Different definitions of sarcopenia
There are several methods to measure skeletal muscle mass, including total skeletal muscle area or psoas muscle area, as well as masseter cross-sectional area. Detailed information, including muscle measurement and cutoff values, are shown in Table2. Therefore, we performed a subgroup analysis based on different measures to detect whether there was a difference. Our results showed that critically ill patients with sarcopenia had an increased risk of mortality, compared with non-sarcopenic patients, when using SMI to define sarcopenia (HR=2.11, 95%CI:1.59-2.80;P <0.001; I2=0.0%). In addition, we found similar results when using TPA (HR=2.96, 95% CI: 1.72-5.11; P <0.001; I2=59.7%) or SMA (HR=2.11, 95%CI:1.33-3.33; P =0.001; I2=0.0%) to define sarcopenia. However, the association between sarcopenia, based on masseter cross-sectional area, and mortality was not significantly different (HR=2.00, 95%CI:0.82-4.90;P=0.129). (Figure5)

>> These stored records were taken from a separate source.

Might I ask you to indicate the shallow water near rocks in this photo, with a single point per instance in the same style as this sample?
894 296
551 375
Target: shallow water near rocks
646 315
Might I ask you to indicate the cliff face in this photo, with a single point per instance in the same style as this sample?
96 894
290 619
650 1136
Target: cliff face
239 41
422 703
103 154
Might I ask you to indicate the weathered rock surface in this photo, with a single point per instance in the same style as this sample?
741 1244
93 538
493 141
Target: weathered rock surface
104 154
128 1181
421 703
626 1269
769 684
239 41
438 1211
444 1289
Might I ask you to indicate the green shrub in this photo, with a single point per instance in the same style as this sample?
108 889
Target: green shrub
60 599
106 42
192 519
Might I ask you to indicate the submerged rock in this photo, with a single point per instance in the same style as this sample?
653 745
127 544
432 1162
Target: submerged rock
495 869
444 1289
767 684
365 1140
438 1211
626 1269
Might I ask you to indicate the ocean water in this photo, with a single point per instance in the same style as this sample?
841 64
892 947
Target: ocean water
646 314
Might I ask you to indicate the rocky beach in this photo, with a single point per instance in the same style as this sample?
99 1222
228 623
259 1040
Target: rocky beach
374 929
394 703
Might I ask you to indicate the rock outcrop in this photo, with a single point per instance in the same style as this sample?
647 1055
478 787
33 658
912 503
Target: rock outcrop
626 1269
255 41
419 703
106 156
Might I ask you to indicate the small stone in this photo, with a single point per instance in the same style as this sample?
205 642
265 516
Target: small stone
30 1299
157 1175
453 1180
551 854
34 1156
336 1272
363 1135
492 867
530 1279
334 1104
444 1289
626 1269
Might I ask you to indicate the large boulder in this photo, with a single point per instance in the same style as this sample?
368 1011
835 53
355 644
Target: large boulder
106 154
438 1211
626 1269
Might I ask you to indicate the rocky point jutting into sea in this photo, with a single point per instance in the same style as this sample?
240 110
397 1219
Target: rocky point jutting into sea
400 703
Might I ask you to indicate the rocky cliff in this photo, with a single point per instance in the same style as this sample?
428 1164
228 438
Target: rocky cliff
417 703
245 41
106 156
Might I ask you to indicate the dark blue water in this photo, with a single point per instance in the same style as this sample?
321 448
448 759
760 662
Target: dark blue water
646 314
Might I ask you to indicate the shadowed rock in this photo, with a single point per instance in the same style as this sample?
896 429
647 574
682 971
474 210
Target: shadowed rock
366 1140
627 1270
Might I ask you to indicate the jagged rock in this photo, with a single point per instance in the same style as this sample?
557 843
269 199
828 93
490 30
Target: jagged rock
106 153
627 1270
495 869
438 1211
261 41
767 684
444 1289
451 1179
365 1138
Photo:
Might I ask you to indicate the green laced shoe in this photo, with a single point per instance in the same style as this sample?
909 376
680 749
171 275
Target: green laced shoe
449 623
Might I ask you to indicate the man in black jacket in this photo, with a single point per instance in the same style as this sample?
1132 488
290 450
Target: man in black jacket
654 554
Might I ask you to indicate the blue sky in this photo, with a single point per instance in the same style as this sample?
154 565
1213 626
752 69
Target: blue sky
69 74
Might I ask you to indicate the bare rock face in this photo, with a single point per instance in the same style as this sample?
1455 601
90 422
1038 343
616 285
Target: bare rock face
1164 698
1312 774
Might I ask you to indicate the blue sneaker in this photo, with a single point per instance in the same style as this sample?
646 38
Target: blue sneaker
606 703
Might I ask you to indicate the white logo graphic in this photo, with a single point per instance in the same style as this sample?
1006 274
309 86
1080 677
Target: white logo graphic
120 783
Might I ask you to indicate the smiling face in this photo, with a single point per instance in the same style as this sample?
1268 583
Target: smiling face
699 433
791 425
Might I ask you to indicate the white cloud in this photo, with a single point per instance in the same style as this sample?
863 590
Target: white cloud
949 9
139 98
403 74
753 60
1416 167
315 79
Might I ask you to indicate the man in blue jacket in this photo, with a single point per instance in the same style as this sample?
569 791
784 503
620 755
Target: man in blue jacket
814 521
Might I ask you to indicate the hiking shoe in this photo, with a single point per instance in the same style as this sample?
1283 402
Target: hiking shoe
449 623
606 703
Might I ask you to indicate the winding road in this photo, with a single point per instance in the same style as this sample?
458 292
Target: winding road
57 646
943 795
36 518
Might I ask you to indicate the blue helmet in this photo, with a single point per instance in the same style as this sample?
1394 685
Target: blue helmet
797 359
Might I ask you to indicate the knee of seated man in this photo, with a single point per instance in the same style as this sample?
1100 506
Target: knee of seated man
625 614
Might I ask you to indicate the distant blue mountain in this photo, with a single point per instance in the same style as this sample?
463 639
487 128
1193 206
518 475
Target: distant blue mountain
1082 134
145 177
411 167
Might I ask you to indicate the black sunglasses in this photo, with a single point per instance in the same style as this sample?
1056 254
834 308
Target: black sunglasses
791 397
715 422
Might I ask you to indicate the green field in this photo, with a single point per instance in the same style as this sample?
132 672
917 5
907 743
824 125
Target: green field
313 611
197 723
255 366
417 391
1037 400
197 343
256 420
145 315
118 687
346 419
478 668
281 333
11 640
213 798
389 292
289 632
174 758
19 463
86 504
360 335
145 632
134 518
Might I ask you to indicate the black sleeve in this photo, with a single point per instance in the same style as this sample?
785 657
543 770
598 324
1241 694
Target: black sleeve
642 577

Subgroup analyses according to region
Five studies were conducted in Asian populations17,20-22,35, and nine studies in Western populations10,11,18,19,23-25,33,34. Therefore, we performed a subgroup analysis based on geographical region. The results showed that critically ill Asian patients with sarcopenia have an increased risk of mortality, compared to critically ill Asian patients without sarcopenia (HR=2.86, 95% CI:1.99-4.11; P =0.001; I2=0.0%). Similar results were found in Western populations (HR=1.93, 95% CI:1.48-2.52; P =0.001; I2=0.0%). Figure6 summarises the results.
Subgroup analysis by age
As age is an important confounding factor, we performed a subgroup analysis based on two age groups (more than or equal to 70 years versus less than 70 years). The results showed that the association between mortality and sarcopenia was observed in both of these age groups (HR =2.25, 95%CI:1.57-3.21; P <0.001; I2=0.0% versus HR=2.20, 95%CI:1.68-2.88; P =<0.001; I2=24.9%, respectively). See FigureS3.
Publication bias and sensitivity analysis
The results of Begg’s and Egger’s tests show no significant bias (P=0.760, P= 0.991, respectively) (Figure S4). In addition, sensitivity analysis results show that the pooled result did not result in significant change after one study was omitted each time (Figure S5).
Overall evidence quality
Our study indicates the quality of evidence was low due to the risk of bias, indirectness, and imprecision (TableS4).